Australian College of Midwives chief executive Ann Kinnear.

“Had more women known about the negative outcomes other women had experienced from mesh surgery they would have been more informed about the possible consequences.

“Most patients put their faith in GPs and specialists to do the right thing, and they rely on the fact their providers are certified by Medicare. But there’s no information from other patients about their experiences with doctors, and this is the vacuum Whitecoat’s trying to fill.”

Mr Fitzgibbon’s call for greater transparency in the health system was backed by a submission to the Senate inquiry from Australian College of Midwives chief executive officer Ann Kinnear, who said “very few (if any) hospitals or specialist doctors make their rates of complications publicly available”.

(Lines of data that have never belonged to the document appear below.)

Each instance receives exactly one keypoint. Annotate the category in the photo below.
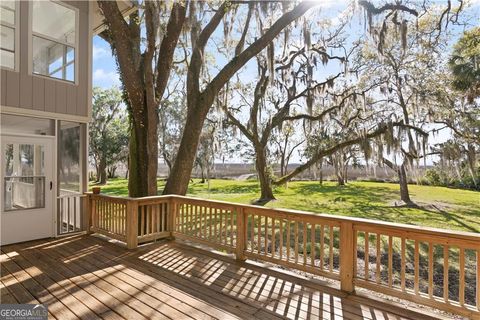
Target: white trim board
(43, 114)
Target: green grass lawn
(438, 206)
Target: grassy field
(437, 206)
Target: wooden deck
(86, 277)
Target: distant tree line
(264, 90)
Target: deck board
(84, 277)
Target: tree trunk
(263, 175)
(340, 180)
(179, 177)
(403, 181)
(143, 160)
(102, 169)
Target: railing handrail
(427, 231)
(155, 217)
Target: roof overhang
(98, 23)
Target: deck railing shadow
(434, 267)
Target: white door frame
(50, 157)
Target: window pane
(49, 59)
(69, 157)
(7, 59)
(7, 40)
(8, 159)
(54, 20)
(7, 12)
(24, 182)
(70, 54)
(70, 73)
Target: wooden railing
(69, 208)
(434, 267)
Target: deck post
(241, 233)
(346, 256)
(87, 213)
(172, 215)
(132, 224)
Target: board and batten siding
(21, 89)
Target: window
(54, 40)
(24, 176)
(69, 166)
(8, 21)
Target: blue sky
(105, 70)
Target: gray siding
(22, 90)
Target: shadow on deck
(86, 277)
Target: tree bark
(200, 102)
(263, 175)
(403, 181)
(144, 87)
(102, 169)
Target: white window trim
(75, 46)
(16, 28)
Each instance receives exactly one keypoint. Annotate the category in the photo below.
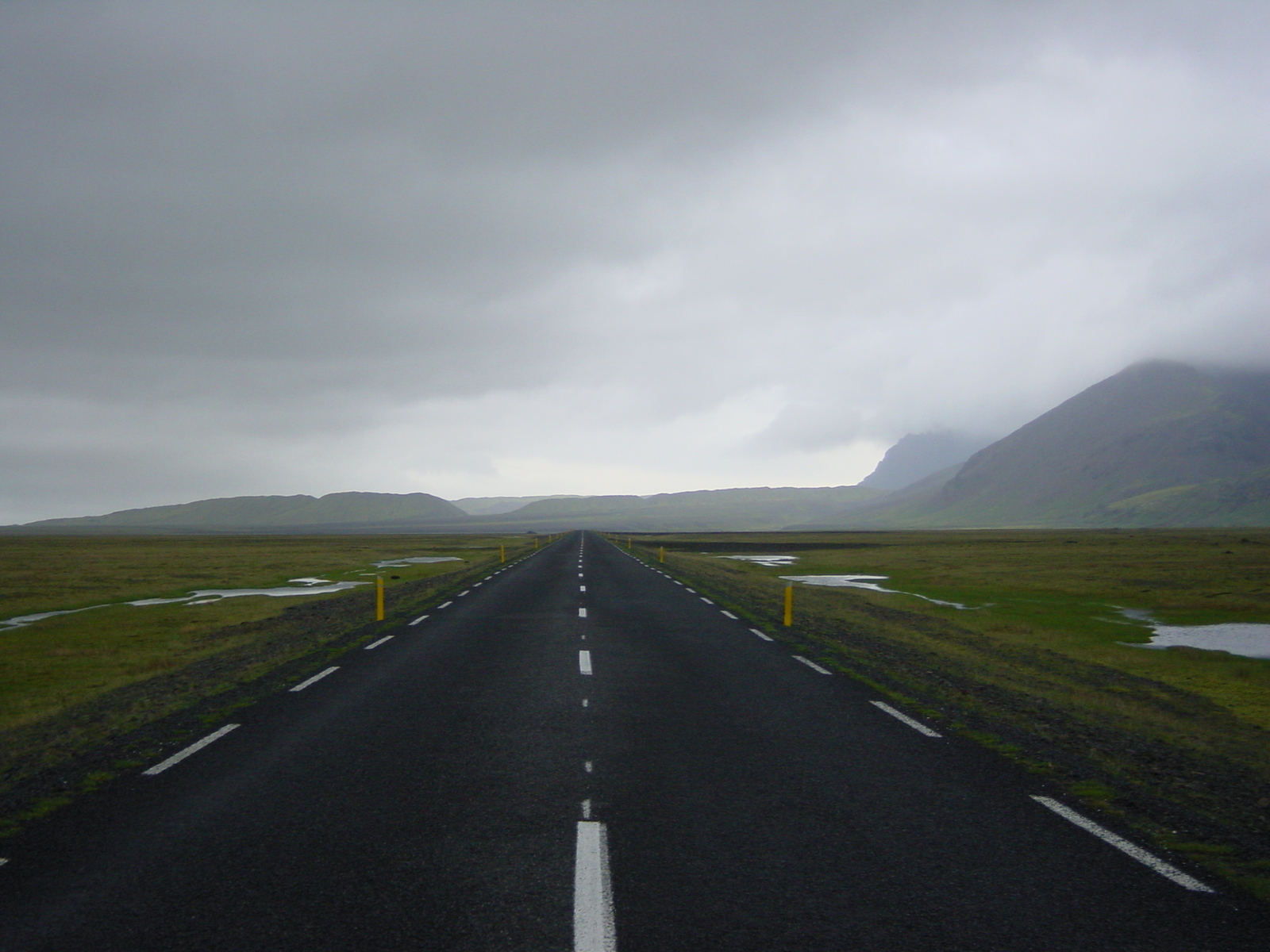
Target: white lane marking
(594, 928)
(318, 677)
(899, 716)
(1126, 847)
(194, 748)
(813, 666)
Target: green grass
(1175, 743)
(57, 663)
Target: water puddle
(870, 582)
(1246, 639)
(413, 560)
(768, 562)
(202, 597)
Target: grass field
(61, 662)
(1178, 740)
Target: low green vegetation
(1041, 666)
(55, 664)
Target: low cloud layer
(526, 248)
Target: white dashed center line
(1126, 847)
(813, 666)
(592, 892)
(194, 748)
(916, 725)
(318, 677)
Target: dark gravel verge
(1199, 797)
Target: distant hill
(1157, 444)
(247, 513)
(495, 505)
(722, 509)
(918, 455)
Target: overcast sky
(524, 248)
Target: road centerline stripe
(594, 928)
(318, 677)
(1133, 850)
(192, 749)
(899, 716)
(813, 666)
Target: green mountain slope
(723, 509)
(1156, 444)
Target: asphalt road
(581, 753)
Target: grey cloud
(279, 232)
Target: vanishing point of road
(582, 753)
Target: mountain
(722, 511)
(248, 513)
(495, 505)
(918, 455)
(1157, 444)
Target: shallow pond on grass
(870, 582)
(1246, 639)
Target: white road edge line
(594, 928)
(813, 666)
(194, 748)
(1126, 847)
(304, 685)
(916, 725)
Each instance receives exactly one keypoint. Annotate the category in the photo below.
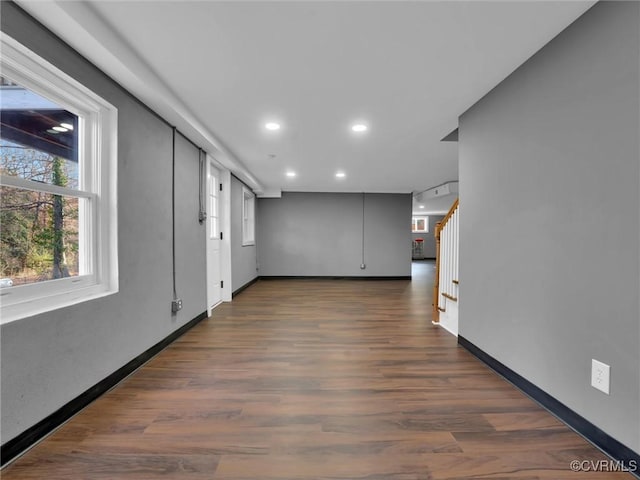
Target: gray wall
(550, 213)
(429, 244)
(243, 258)
(320, 234)
(49, 359)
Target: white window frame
(97, 150)
(414, 223)
(248, 217)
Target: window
(58, 229)
(248, 217)
(420, 224)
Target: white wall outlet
(600, 376)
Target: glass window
(58, 231)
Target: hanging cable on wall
(202, 214)
(363, 265)
(173, 219)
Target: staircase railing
(446, 282)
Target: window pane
(38, 235)
(37, 136)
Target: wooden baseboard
(238, 291)
(329, 277)
(609, 445)
(14, 447)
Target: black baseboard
(29, 437)
(238, 291)
(589, 431)
(329, 277)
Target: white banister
(446, 288)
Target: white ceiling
(219, 70)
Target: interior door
(214, 287)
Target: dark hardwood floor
(314, 379)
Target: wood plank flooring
(314, 379)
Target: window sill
(37, 306)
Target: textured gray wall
(243, 258)
(550, 218)
(49, 359)
(320, 234)
(429, 244)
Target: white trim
(82, 27)
(98, 183)
(248, 217)
(25, 184)
(225, 243)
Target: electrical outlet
(176, 305)
(600, 376)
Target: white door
(214, 288)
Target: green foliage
(38, 231)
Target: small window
(57, 186)
(420, 224)
(248, 217)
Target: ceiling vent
(439, 191)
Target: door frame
(225, 244)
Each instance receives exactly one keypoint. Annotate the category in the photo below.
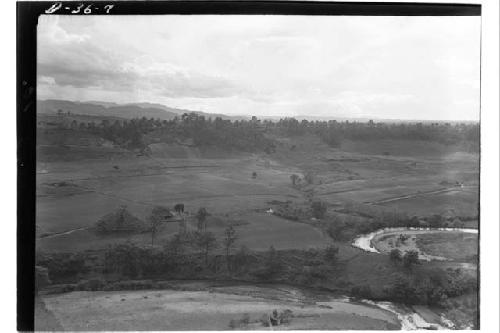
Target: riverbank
(208, 306)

“This means that women rarely have access to full information about the surgery and the ramifications. In addition, very few specialist doctors provide information about their own level of skill and training with this specific procedure,” Ms Kinnear said.

The college has called on the Senate inquiry to recommend specialist doctors should be required to publish their skill and training with pelvic mesh procedures, and public and private hospitals should be required to publish their complication rates.

The nib submission – the only submission by a health insurer made available on the Senate inquiry’s website – reveals the large sums paid by insurers and Australia’s health system for pelvic mesh devices over the past 15 years.

Insurers are required to pay about $800 per device in benefits once they are cleared for use by the Therapeutic Goods Administration, nib’s Dr Justin Vaughan said.

More than 100 mesh devices were cleared for use in Australia over the past 15 years, with more than 15,000 of just one device – the now cancelled Tissue Fixation System (TFS) device developed by Australian Dr Peter Petros – sold in that time.

The nib figures do not give a breakdown of whether the complication rates relate to mesh devices for incontinence – including Johnson & Johnson TVT devices repeatedly described as “gold standard” by some doctors and groups, and the subject of a Federal Court class action – or transvaginal polypropylene mesh devices, which the Royal Australian and New Zealand College of Obstetricians and Gynaecologists said are “not recommended as the first line treatment of any vaginal prolapse”.